Over time, the photos of Vittoria growing up in the chamber told a different story than critics suggested. They showed a child learning about democracy and governance from the earliest age. They showed a mother successfully balancing responsibilities that society said were incompatible. They showed that the European Parliament could function perfectly well with an infant present.
Ronzulli’s act proved that motherhood and leadership can thrive side by side. That’s the caption’s conclusion, and it’s exactly right. Not “can coexist with difficulty” or “can be juggled with sacrifice.” But can thrive. Can both be excellent. Can both be fulfilled without requiring women to choose between professional advancement and caring for their children.
The global conversations sparked by Ronzulli’s visible mothering in parliament led to policy discussions about maternity leave, about workplace accommodations for nursing mothers, about whether professional spaces need to become more flexible to retain talented women who are also parents.
Some of those conversations resulted in actual change—expanded leave policies, designated nursing spaces, more flexibility for working parents. Some of them are ongoing. But all of them started because Licia Ronzulli walked into the European Parliament with her forty-four-day-old daughter and refused to pretend that her professional self and her maternal self were separate people.
Vittoria is older now. Probably doesn’t attend parliament sessions anymore. Probably has her own school and activities and life separate from her mother’s political career. But for years, she was present—learning, listening, growing up in one of Europe’s most important legislative bodies.
That’s not a burden Ronzulli placed on her daughter. That’s an education. An understanding from the earliest age that women can lead, that mothers can govern, that having children doesn’t disqualify you from professional excellence.
Vittoria grew up watching her mother participate in European governance. Grew up understanding that her presence wasn’t a problem to be solved but a reality to be accommodated. Grew up with a model of motherhood that included professional achievement, not instead of it.

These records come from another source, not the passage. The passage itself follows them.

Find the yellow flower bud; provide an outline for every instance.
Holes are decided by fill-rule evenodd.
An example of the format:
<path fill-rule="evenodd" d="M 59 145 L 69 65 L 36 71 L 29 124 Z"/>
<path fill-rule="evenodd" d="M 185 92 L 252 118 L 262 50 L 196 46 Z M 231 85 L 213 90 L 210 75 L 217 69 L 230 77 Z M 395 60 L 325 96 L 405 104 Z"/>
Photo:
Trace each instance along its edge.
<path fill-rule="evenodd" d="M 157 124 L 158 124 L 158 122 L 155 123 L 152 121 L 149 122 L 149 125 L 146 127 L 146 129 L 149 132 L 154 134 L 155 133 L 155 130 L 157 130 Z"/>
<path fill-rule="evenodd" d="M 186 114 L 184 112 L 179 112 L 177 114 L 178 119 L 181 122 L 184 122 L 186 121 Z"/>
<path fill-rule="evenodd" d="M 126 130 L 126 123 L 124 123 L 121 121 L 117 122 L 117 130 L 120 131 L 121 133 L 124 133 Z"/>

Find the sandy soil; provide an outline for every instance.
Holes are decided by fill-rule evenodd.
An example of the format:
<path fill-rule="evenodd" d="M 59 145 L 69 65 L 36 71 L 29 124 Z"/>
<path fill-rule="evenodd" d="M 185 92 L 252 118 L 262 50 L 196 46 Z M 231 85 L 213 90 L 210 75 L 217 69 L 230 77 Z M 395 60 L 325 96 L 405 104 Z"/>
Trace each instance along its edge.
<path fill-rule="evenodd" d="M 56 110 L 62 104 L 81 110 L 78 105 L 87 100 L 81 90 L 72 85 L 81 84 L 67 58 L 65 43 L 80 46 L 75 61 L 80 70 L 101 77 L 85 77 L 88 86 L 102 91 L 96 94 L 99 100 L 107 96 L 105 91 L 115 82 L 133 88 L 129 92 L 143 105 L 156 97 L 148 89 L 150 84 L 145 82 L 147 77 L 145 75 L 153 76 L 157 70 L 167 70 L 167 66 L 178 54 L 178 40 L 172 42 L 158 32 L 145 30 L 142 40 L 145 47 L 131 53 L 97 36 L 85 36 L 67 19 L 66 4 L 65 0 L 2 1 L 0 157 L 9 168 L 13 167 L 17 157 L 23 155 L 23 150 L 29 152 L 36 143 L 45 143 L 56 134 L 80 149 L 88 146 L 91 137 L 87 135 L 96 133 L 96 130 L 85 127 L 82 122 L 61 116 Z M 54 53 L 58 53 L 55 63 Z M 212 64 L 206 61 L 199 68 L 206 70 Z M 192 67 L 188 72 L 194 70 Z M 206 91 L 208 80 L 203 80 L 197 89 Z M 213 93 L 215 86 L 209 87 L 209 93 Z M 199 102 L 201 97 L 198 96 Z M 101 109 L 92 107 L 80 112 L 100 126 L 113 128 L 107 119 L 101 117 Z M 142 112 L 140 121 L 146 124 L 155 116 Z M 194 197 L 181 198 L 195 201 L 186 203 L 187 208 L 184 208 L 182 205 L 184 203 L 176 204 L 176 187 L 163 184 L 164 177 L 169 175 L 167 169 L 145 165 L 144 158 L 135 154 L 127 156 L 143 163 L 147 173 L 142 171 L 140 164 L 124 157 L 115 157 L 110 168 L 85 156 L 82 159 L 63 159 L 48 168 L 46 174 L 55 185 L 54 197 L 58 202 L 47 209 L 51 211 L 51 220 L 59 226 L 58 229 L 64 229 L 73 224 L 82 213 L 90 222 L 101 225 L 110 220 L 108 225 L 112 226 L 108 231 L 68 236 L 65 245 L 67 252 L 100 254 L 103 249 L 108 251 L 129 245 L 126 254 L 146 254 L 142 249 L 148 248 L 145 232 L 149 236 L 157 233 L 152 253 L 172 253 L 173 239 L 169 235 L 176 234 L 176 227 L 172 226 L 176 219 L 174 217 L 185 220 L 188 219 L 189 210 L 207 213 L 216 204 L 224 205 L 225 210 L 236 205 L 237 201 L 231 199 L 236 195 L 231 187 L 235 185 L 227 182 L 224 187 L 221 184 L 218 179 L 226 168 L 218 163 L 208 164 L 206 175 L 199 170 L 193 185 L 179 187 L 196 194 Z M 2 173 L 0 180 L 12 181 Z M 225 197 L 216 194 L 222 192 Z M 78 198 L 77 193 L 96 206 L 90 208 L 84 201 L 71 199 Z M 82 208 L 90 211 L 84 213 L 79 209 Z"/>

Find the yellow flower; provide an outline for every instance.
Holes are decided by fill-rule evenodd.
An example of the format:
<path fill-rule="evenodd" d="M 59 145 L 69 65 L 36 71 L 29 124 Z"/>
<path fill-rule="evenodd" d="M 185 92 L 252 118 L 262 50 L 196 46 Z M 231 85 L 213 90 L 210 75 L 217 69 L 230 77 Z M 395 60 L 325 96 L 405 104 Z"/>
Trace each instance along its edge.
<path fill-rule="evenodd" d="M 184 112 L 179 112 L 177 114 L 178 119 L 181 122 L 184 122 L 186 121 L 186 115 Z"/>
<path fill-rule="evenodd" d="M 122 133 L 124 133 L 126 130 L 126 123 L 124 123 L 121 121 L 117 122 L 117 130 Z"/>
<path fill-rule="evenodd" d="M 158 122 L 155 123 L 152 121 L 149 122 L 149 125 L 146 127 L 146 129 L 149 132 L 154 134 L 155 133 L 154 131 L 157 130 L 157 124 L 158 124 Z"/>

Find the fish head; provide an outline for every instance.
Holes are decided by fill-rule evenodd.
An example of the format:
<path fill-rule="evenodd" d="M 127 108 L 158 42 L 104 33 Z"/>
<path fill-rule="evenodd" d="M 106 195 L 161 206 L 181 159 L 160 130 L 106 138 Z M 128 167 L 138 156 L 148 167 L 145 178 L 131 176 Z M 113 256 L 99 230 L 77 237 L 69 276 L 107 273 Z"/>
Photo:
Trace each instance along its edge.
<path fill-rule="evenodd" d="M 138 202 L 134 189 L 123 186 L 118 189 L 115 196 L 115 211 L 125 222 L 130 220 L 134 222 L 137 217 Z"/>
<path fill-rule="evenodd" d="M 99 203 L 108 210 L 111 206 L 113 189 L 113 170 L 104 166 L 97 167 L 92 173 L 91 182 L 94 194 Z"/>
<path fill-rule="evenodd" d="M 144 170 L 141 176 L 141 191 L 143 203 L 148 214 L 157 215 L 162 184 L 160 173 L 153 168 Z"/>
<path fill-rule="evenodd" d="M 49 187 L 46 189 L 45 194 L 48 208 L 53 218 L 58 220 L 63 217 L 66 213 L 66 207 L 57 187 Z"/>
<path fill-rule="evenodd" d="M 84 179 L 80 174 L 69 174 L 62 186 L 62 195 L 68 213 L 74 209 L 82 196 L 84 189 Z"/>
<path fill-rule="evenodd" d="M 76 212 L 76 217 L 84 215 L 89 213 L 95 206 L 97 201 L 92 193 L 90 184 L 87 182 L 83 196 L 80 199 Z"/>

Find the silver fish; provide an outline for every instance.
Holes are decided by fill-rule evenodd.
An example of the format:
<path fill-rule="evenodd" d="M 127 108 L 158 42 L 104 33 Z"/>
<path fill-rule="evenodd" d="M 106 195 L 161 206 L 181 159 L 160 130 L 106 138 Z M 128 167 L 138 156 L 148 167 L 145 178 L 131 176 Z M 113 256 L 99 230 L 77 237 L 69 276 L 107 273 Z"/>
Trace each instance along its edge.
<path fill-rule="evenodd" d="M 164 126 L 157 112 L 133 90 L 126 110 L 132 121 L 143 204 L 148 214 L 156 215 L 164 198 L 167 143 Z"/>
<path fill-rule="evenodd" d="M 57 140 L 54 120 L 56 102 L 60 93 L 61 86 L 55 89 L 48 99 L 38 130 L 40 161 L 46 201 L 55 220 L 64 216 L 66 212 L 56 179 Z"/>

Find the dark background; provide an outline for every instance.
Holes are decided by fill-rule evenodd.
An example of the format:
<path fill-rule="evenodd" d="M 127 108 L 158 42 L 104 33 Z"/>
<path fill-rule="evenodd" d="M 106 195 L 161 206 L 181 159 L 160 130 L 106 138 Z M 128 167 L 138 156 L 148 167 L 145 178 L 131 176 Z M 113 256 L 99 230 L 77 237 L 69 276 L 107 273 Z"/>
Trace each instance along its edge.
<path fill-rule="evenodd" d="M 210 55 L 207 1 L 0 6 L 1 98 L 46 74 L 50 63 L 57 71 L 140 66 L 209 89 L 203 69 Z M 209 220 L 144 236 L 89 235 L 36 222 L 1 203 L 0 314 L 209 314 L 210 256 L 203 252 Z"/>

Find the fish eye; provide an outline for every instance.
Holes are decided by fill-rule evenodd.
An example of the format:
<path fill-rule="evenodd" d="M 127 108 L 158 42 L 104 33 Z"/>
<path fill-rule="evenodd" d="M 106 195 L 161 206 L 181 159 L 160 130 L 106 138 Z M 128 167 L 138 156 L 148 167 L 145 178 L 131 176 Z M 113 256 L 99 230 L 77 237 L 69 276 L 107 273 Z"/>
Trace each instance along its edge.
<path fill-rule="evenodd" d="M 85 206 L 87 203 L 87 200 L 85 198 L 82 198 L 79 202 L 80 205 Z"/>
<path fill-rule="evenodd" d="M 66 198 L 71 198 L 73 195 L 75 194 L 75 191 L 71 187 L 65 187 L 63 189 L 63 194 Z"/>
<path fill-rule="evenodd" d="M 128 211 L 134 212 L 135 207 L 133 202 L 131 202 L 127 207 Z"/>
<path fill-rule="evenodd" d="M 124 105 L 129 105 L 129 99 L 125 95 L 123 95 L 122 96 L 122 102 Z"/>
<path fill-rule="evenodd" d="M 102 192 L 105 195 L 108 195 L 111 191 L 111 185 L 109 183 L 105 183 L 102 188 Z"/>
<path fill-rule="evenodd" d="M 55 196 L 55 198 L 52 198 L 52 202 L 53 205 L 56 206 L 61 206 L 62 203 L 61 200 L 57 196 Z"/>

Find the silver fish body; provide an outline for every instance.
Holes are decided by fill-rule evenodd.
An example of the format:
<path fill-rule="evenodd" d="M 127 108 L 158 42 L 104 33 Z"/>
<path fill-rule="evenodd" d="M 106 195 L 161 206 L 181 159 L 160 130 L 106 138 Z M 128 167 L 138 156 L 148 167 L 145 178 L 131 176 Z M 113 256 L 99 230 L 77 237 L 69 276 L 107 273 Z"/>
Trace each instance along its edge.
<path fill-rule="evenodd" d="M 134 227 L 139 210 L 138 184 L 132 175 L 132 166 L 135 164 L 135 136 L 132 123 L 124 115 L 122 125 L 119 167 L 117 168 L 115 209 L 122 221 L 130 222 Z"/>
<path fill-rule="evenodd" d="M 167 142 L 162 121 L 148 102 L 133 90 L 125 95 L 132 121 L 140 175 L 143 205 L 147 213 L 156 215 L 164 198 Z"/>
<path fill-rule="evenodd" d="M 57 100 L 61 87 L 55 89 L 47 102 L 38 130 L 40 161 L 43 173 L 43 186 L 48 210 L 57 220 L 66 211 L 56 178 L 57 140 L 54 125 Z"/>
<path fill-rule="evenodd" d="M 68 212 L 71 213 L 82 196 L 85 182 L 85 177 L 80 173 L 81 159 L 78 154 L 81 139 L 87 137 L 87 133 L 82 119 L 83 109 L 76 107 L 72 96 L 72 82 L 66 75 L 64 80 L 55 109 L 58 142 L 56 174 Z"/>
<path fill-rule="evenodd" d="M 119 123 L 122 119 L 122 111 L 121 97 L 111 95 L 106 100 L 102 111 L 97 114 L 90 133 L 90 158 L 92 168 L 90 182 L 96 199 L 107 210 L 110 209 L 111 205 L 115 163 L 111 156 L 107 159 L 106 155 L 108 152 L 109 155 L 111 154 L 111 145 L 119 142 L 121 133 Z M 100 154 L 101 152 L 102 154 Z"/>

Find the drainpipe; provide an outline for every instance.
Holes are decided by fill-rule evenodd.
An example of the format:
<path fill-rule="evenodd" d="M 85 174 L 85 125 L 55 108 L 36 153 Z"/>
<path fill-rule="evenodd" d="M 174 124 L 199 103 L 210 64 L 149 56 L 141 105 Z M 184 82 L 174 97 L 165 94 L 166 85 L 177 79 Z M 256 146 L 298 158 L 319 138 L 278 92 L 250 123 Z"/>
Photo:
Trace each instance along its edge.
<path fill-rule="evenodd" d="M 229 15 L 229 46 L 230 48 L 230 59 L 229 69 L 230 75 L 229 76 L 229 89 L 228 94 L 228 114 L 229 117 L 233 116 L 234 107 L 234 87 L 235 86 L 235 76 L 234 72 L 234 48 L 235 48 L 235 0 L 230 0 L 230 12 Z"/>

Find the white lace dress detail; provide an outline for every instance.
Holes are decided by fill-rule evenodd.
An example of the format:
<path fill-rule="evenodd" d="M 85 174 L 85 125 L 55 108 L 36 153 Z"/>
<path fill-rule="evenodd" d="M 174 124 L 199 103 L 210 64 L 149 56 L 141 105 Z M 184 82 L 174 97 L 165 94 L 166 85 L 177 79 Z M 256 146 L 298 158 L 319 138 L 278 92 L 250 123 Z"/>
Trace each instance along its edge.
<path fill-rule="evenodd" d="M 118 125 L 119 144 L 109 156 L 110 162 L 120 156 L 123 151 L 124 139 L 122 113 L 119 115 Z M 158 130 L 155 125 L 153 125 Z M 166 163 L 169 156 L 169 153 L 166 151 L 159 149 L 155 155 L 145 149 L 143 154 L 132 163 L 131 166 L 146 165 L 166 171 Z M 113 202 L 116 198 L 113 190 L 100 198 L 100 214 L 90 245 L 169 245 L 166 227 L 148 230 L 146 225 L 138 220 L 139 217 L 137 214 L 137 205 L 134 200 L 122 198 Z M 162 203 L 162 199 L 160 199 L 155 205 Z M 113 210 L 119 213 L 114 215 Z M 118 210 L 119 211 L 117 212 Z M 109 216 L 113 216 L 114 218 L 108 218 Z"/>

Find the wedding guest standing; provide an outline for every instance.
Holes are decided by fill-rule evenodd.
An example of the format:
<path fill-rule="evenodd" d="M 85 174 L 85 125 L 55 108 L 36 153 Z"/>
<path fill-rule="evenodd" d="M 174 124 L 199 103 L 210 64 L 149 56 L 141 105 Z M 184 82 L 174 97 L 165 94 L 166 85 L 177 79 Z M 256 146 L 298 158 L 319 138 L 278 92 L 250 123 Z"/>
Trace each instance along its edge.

That’s powerful. Not just for Vittoria, but for everyone who saw those photos. For other mothers who felt forced to choose between career advancement and caring for infants. For fathers who needed to see that parenting can be shared and visible. For institutions that needed evidence that accommodation doesn’t destroy professionalism—it expands who gets to be professional.
Licia Ronzulli brought her forty-four-day-old daughter to the European Parliament in 2010. What began as necessity became symbol. What could have been controversy became catalyst for change.
And Vittoria grew up in the chamber—voting, listening, learning beside her mother. Proof that motherhood and leadership don’t just coexist. They thrive side by side.